Application of Convolutional Neural Network to Predict Airfoil Lift Coefficient

TL;DR

This paper explores the use of convolutional neural networks for predicting airfoil lift coefficients across various shapes and flow conditions, demonstrating competitive accuracy and minimal geometric constraints.

Contribution

It develops a CNN architecture tailored for aerodynamic meta-modeling, capable of handling variable flow conditions and geometries, and compares its performance with an MLP.

Findings

CNN achieves prediction accuracy comparable to MLP.

CNN requires minimal geometric constraints.

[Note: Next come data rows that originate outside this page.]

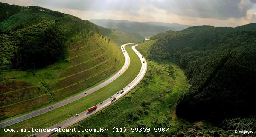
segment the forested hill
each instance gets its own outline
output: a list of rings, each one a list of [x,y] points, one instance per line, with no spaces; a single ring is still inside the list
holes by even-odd
[[[191,121],[255,114],[256,23],[191,27],[160,38],[151,58],[184,69],[191,86],[176,114]]]
[[[40,68],[62,60],[76,37],[86,40],[99,29],[87,20],[35,6],[0,3],[0,67],[4,69]]]

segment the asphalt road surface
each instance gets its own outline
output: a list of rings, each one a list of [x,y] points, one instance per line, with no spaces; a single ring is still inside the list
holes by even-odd
[[[123,47],[125,48],[125,46],[127,45],[137,43],[131,43],[125,44],[122,45],[120,48],[122,51],[124,51],[122,48]],[[126,71],[126,70],[129,67],[129,66],[130,65],[130,57],[129,57],[128,54],[126,53],[126,51],[125,51],[125,52],[123,51],[122,53],[123,53],[125,56],[125,63],[124,64],[124,65],[121,68],[121,69],[120,69],[119,71],[117,72],[117,73],[116,73],[116,74],[115,74],[114,75],[113,75],[108,80],[104,81],[102,83],[101,83],[99,85],[95,87],[93,87],[91,88],[82,92],[81,94],[79,94],[73,97],[68,98],[64,100],[58,102],[55,104],[54,104],[54,105],[2,122],[0,123],[0,128],[2,128],[9,126],[13,125],[20,122],[27,120],[33,117],[35,117],[42,114],[47,112],[48,111],[49,111],[67,105],[71,102],[73,102],[76,100],[79,100],[82,97],[84,97],[88,95],[88,94],[90,94],[110,84],[110,83],[116,80],[117,78],[118,78],[119,77],[120,77],[120,76],[121,76],[123,73],[124,73]],[[85,93],[86,93],[86,94],[84,94]],[[52,107],[52,108],[50,108]]]
[[[124,91],[125,91],[122,93],[121,93],[121,91],[119,91],[119,94],[116,94],[112,96],[112,98],[113,97],[116,98],[116,100],[113,101],[111,101],[111,98],[108,98],[104,101],[103,102],[103,103],[102,104],[99,104],[96,106],[98,106],[98,108],[96,109],[93,111],[92,111],[88,112],[88,111],[84,111],[80,114],[79,114],[79,115],[76,117],[74,116],[71,118],[70,118],[65,121],[61,122],[57,124],[56,124],[54,126],[53,126],[49,128],[48,129],[53,129],[56,128],[57,126],[61,126],[61,130],[62,129],[64,129],[65,128],[68,128],[71,126],[74,125],[83,120],[84,119],[95,114],[95,113],[99,111],[100,111],[102,110],[104,108],[106,108],[108,106],[110,105],[111,104],[115,102],[117,100],[120,99],[122,97],[124,96],[130,91],[131,91],[133,88],[134,88],[138,84],[140,83],[140,82],[142,80],[144,76],[146,74],[146,72],[147,72],[147,65],[146,62],[145,62],[145,63],[143,63],[143,61],[145,61],[145,58],[144,57],[142,58],[142,55],[136,49],[135,47],[138,45],[134,45],[132,47],[132,49],[135,52],[137,55],[139,57],[139,58],[141,62],[141,68],[140,68],[140,71],[139,74],[136,76],[135,78],[128,85],[127,85],[126,87],[123,88]],[[122,46],[121,46],[122,47]],[[122,49],[122,51],[125,51],[125,53],[126,52],[125,50],[123,50]],[[129,56],[128,54],[127,54],[127,56]],[[128,57],[128,58],[129,58],[129,57]],[[48,137],[52,134],[51,132],[38,132],[37,133],[34,135],[36,135],[36,137]]]

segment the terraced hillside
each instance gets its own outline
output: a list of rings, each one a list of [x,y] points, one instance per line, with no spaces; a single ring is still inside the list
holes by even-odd
[[[144,40],[143,37],[140,36],[137,37],[116,29],[112,29],[110,33],[106,34],[106,36],[109,38],[111,41],[118,45],[123,44],[141,42]]]
[[[145,41],[142,43],[139,44],[137,46],[137,49],[144,56],[147,57],[151,47],[157,40],[154,40]]]
[[[0,119],[59,101],[105,79],[122,66],[121,51],[95,34],[88,40],[74,37],[69,57],[43,68],[2,70],[0,74]]]

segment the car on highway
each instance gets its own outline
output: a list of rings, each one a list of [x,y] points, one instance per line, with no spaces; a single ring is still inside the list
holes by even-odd
[[[90,108],[88,108],[88,111],[90,112],[94,109],[97,109],[97,108],[98,108],[97,106],[94,106]]]
[[[112,98],[112,99],[111,99],[111,101],[113,101],[115,100],[116,100],[116,97],[114,97],[114,98]]]

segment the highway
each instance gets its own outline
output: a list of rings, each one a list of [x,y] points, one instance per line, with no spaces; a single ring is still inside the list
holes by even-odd
[[[137,43],[131,43],[125,44],[122,45],[120,47],[120,48],[121,49],[121,50],[122,51],[123,51],[123,48],[122,48],[122,47],[124,47],[124,48],[125,48],[125,46],[127,45],[131,44],[135,44]],[[91,94],[110,84],[110,83],[117,79],[119,77],[120,77],[120,76],[121,76],[123,73],[124,73],[126,71],[127,68],[128,68],[128,67],[130,65],[130,57],[129,57],[129,55],[127,53],[126,53],[126,51],[124,52],[123,51],[122,53],[125,56],[125,60],[124,65],[123,66],[122,68],[117,72],[117,73],[115,74],[114,75],[113,75],[105,81],[104,81],[99,85],[98,85],[96,86],[94,86],[91,88],[82,92],[81,93],[77,95],[76,95],[70,98],[67,98],[65,100],[58,102],[52,105],[1,122],[1,123],[0,123],[0,128],[2,128],[9,126],[13,125],[20,122],[27,120],[33,117],[35,117],[35,116],[38,116],[41,114],[49,111],[58,108],[64,105],[67,105],[68,103],[70,103],[76,100],[79,100],[82,97],[84,97],[88,95],[88,94]],[[85,94],[85,93],[86,93],[86,94]]]
[[[129,44],[126,44],[128,45]],[[125,44],[123,45],[126,45]],[[79,114],[79,115],[76,117],[74,116],[71,118],[70,118],[65,121],[64,121],[62,122],[61,122],[57,124],[56,124],[54,126],[53,126],[49,128],[48,128],[48,129],[54,129],[56,128],[57,126],[61,126],[61,130],[62,129],[64,129],[65,128],[67,128],[71,126],[74,125],[83,120],[84,119],[96,114],[96,113],[102,110],[104,108],[107,107],[108,106],[111,105],[111,104],[114,103],[116,101],[116,100],[120,99],[122,97],[124,96],[126,94],[128,93],[130,91],[131,91],[133,88],[134,88],[137,85],[138,85],[140,82],[142,80],[144,76],[146,74],[147,69],[147,65],[146,62],[145,62],[145,63],[143,63],[143,61],[145,61],[145,58],[144,57],[142,58],[142,55],[136,49],[135,47],[137,46],[137,45],[134,45],[132,46],[132,49],[136,53],[137,55],[139,57],[139,58],[140,60],[141,63],[141,68],[140,68],[140,70],[139,72],[138,75],[136,76],[135,78],[128,85],[127,85],[125,87],[124,87],[123,89],[125,91],[122,93],[121,93],[121,91],[119,91],[119,94],[116,94],[112,96],[112,98],[113,97],[116,98],[116,100],[113,101],[111,101],[111,98],[108,98],[105,101],[103,101],[103,103],[102,104],[99,104],[96,106],[98,106],[98,108],[96,109],[90,111],[88,112],[88,111],[84,111],[80,114]],[[121,46],[121,48],[123,46]],[[122,48],[121,48],[122,49]],[[126,51],[125,49],[123,50],[122,49],[123,52],[125,51],[125,53],[126,53]],[[127,55],[128,54],[127,54]],[[128,58],[129,58],[129,57],[128,57]],[[51,132],[38,132],[37,133],[34,135],[36,135],[36,137],[48,137],[52,134]]]

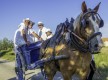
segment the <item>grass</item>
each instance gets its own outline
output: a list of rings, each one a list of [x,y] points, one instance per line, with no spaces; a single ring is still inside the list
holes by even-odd
[[[95,54],[97,71],[94,80],[108,80],[108,47],[104,47],[101,53]]]
[[[0,51],[0,57],[9,61],[14,61],[15,60],[15,54],[12,49],[8,50],[1,50]]]
[[[14,61],[15,55],[12,49],[2,50],[1,58]],[[104,47],[101,53],[94,55],[97,71],[94,75],[94,80],[108,80],[108,47]]]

The approach is effective across multiple flow conditions.

Abstract

The adaptability of the convolutional neural network (CNN) technique for aerodynamic meta-modeling tasks is probed in this work. The primary objective is to develop suitable CNN architecture for variable flow conditions and object geometry, in addition to identifying a sufficient data preparation process. Multiple CNN structures were trained to learn the lift coefficients of the airfoils with a variety of shapes in multiple flow Mach numbers, Reynolds numbers, and diverse angles of attack. This is conducted to illustrate the concept of the technique. A multi-layered perceptron (MLP) is also used for the training sets. The MLP results are compared with that of the CNN results. The newly proposed meta-modeling concept has been found to be comparable with the MLP in learning capability; and more importantly, our CNN model exhibits a competitive prediction accuracy with minimal constraints in a geometric representation.